そしてもう一つ、大塚製靴の歩みで忘れてはならないのが、「ハッシュパピー」や「ジョンストン&マーフィー」といった海外ブランドとの提携だ。日本人の足を熟知する同社が企画・デザインから手がけたそれらのブランドの国内モデル(日本向け商品)は、多くのファンを生んだ。高い技術力と国内における圧倒的な信頼でビジネスチャンスを掴み、ライセンス事業は一時主軸となっていた。そして現在、靴の市場も成熟期を迎え、もはや世代などでターゲットを括ることができなくなってきたいま、世代を超えて本物を求めるお客様に向けたオリジナルブランド開発に力を注ぐ。このように、大塚製靴は常に時代を見据え、柔軟に事業転換を図ってきた。2012(平成24)年には満を持して、東京・六本木ヒルズに直営店「シューマニュファクチャーズ オーツカ」をオープン。手縫い職人が腕をふるうフルオーダー手縫いのビスポークをはじめ、同社の“経験”を結集させ、本当に履き心地の良い靴を提供している。同店にはお客様との二人三脚で靴選びをサポートするシューコンシェルジュに加え、お手入れや修理などアフターケアを担当する職人が常駐。単に良い靴が買えるだけではなく、昨今の“体験型消費”志向に着目し、靴づくりそのものが体感できるのが大きな特徴だ。実際、ショップに足を運ぶのは幅広い世代の靴好きだけでなく、日本の丁寧なものづくりに魅せられた中国をはじめアジアからの観光客も多く、インバウンド消費も取り込んでいるという。

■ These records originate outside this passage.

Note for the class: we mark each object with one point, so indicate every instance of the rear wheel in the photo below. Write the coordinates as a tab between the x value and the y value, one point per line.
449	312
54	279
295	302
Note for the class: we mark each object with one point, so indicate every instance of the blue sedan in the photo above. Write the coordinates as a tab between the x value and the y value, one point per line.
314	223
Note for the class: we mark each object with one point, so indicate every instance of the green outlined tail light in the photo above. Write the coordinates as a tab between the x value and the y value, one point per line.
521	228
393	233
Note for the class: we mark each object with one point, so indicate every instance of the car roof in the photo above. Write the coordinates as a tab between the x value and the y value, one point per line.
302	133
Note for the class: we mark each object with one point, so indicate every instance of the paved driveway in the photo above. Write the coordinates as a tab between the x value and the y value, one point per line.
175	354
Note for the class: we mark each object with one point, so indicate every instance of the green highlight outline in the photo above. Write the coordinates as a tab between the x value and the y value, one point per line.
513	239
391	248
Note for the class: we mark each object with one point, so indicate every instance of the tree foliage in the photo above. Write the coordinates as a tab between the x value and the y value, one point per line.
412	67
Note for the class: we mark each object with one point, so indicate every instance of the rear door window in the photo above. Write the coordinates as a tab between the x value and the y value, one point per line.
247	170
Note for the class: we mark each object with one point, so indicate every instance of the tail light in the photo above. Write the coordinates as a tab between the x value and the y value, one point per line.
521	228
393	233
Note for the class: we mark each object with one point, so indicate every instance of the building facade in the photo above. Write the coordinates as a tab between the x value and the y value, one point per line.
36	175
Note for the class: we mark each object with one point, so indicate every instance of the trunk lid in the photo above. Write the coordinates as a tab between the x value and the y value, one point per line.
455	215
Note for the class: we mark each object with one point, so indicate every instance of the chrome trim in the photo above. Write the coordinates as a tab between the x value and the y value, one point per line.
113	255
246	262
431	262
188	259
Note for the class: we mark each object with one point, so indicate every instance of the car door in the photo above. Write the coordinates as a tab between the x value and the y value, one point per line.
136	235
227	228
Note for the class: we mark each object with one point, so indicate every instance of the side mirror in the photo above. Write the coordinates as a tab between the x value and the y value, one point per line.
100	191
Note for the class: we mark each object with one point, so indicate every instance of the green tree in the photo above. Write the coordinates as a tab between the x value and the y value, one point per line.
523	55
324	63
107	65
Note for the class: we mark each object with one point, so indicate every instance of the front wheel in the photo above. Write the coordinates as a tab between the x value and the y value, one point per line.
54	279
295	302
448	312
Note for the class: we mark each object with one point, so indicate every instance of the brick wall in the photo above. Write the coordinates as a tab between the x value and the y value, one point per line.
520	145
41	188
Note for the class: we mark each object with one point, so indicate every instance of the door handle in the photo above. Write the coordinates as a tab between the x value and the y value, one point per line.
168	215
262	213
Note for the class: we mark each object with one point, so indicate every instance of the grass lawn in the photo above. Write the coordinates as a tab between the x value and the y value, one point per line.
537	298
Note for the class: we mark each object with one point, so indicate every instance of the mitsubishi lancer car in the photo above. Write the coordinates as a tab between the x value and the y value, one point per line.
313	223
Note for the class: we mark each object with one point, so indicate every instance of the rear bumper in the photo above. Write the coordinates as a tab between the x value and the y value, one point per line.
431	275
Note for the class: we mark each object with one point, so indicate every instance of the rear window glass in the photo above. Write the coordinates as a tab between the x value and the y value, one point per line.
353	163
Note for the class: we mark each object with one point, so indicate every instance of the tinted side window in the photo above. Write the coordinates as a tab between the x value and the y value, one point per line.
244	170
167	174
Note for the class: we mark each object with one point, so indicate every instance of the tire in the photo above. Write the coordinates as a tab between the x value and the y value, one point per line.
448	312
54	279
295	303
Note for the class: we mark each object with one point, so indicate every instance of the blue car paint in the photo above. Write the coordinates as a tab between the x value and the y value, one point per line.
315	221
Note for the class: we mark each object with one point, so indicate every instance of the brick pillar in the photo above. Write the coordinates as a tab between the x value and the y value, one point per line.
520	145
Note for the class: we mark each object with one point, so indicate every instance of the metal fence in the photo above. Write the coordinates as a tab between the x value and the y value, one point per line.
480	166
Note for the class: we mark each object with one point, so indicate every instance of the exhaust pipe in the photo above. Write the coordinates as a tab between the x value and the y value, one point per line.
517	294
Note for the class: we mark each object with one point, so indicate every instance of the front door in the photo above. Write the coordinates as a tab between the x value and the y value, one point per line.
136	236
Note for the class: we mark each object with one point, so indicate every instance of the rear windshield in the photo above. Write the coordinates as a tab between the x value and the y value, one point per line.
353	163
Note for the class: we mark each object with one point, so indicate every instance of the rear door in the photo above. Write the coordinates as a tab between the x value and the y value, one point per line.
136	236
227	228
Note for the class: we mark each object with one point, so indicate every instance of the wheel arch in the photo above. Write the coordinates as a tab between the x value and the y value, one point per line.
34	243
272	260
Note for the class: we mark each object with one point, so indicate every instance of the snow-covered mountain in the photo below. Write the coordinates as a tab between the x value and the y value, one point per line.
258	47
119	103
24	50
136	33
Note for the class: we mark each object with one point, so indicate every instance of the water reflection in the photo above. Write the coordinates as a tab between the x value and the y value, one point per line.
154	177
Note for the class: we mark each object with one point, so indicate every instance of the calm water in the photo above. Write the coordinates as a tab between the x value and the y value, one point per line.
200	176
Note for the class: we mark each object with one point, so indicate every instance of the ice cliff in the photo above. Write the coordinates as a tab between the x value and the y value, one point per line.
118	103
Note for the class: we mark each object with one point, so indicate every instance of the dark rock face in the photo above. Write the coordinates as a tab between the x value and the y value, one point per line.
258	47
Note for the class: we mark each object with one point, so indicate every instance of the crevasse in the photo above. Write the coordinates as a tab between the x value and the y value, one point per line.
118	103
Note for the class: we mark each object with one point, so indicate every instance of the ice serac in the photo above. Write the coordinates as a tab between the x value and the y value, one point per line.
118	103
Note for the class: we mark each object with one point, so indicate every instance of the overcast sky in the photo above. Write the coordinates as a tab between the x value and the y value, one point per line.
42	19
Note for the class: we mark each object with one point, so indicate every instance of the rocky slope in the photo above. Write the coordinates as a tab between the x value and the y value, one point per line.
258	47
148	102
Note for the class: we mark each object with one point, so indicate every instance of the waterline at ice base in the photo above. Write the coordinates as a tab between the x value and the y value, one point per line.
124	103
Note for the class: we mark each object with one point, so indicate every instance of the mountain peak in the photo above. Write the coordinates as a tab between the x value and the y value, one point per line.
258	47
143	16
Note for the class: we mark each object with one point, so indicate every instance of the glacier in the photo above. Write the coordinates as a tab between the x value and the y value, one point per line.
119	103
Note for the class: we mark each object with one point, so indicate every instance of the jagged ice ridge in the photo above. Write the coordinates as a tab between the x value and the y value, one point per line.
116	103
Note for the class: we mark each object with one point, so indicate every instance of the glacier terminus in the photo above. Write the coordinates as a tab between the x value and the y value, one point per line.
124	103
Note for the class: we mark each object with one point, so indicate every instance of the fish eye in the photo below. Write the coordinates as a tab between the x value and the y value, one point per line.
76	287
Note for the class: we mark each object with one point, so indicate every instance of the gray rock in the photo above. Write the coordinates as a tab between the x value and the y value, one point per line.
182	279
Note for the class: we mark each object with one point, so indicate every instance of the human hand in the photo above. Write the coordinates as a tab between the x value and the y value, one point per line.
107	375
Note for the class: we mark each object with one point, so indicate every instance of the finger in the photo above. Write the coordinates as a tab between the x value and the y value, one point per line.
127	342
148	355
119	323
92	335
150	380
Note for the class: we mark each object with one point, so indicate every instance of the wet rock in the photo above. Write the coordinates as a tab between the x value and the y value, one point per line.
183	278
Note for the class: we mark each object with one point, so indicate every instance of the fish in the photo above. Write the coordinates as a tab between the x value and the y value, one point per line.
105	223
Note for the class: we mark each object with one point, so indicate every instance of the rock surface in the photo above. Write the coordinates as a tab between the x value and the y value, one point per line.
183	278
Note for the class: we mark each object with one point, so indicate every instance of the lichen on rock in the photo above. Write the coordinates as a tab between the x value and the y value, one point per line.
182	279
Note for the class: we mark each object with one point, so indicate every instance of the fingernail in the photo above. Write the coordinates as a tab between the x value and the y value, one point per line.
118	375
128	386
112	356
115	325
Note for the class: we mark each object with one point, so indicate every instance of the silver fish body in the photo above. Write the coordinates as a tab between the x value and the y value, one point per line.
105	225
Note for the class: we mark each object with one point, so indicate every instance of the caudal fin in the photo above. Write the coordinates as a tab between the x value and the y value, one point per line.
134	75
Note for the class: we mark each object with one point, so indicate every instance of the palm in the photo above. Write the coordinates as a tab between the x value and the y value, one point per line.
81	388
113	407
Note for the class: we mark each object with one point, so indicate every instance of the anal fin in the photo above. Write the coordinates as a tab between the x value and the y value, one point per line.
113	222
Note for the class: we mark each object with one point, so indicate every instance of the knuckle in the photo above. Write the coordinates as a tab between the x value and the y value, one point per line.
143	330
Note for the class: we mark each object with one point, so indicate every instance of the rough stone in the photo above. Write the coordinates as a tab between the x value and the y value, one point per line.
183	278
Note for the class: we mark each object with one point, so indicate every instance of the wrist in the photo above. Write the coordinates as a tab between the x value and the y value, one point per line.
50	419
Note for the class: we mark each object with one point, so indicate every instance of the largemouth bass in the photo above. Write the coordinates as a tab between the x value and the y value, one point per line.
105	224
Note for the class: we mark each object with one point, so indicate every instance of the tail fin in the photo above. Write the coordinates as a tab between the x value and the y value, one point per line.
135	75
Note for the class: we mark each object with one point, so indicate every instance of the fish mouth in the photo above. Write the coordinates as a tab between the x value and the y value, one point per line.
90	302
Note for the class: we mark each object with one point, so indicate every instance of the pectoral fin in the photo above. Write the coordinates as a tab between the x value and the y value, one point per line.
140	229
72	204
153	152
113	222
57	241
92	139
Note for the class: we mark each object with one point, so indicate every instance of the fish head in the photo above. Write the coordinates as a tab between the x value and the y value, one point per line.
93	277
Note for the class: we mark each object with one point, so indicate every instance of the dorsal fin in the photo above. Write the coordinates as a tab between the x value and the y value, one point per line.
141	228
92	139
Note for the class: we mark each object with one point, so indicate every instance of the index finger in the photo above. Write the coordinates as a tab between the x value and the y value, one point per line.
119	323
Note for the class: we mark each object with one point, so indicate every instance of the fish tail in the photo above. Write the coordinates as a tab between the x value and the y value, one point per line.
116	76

そうした職人の手業に代表される伝統を継承しながらも時代に合わせて新しい試みに挑戦する同社の精神は、「ほかにはないモノを置きたい」百貨店からの期待も高い。伊勢丹新宿メンズ館とのコラボレーションによる商品開発では、大塚製靴が得意とするクラシックなビジネスシューズに日本屈指の目利きバイヤーのアイデアを反映し、“新クラシック靴”との呼び声も高い名靴を誕生させた 。いまや40代以上の男性一人あたりの靴の消費量は年間1.9足で、その平均単価は2万円に満たないなか、大塚製靴は「職人技が体感できる靴」や「ここでしか買えない靴」を提案することによって、これからも老舗の強みを時代にフィットさせ、真似することのできない価値へと変えていく。

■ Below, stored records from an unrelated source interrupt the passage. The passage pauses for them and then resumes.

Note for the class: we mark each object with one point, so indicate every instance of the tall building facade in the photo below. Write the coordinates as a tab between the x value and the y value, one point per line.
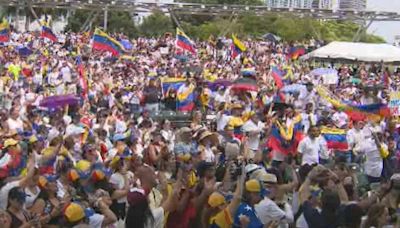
306	4
318	4
353	4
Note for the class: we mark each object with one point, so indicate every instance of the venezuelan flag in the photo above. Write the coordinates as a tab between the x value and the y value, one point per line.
237	47
284	140
47	32
103	42
277	75
295	52
173	83
184	42
4	31
371	111
82	75
336	139
185	99
248	72
12	164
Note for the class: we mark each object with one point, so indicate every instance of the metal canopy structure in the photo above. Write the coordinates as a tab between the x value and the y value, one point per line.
200	9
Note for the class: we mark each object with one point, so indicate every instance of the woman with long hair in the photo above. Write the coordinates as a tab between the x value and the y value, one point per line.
140	215
376	216
47	205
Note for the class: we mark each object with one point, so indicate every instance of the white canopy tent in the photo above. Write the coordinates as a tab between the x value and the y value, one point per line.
356	52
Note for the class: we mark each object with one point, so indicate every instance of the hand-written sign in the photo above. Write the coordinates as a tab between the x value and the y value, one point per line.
394	103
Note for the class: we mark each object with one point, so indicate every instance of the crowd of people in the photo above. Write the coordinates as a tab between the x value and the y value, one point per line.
100	159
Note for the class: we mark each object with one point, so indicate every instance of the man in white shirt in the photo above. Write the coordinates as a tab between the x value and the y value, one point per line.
313	148
267	210
308	118
14	122
340	119
253	127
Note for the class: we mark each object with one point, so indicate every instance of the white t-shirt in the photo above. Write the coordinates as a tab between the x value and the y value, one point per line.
96	221
267	211
222	121
254	139
31	197
158	215
4	193
340	119
312	150
118	181
15	124
373	164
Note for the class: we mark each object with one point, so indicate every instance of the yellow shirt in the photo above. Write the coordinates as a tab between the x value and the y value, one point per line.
15	70
222	220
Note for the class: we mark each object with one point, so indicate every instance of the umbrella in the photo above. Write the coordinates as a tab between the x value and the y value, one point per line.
218	83
59	101
293	88
278	106
271	37
245	84
323	71
24	51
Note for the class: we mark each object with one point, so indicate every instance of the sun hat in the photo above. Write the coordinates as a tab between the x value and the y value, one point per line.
216	199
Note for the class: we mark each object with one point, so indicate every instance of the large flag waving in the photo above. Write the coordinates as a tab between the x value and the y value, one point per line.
237	47
47	32
4	31
184	42
82	75
103	42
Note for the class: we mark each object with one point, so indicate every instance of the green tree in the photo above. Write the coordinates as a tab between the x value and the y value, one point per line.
156	25
117	22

  • ※1アッパー(甲革)と表底を接着剤で貼り合わせ、プレスにかけて熱圧着する製法。作業工程が短く、機械で量産できるため、安価な靴づくりに適している。
  • ※2ポリウレタンなど底材となる素材が液状の原料の時に金型に注入し、底を付ける製法。接着強度が高く、耐久性、耐水性に優れているため、ウォーキングシューズに適している。
  • ※3高級紳士靴の代名詞にもなっている伝統的な製法で、重厚なつくりが特徴。型くずれせず履き込むほどに足に馴染み、何度でも修理ができるため、長年愛用できる。
  • ※41860年代に欧米で生まれた製法で、日本では明治30年頃導入された。構造がシンプルで軽量なのが特徴。
  • ※5アッパーの端を表底に貼り付け、その部分を出し縫いするというシンプルな製法。軽くて屈曲性が良く軽快な履き心地のため、カジュアルシューズに適している。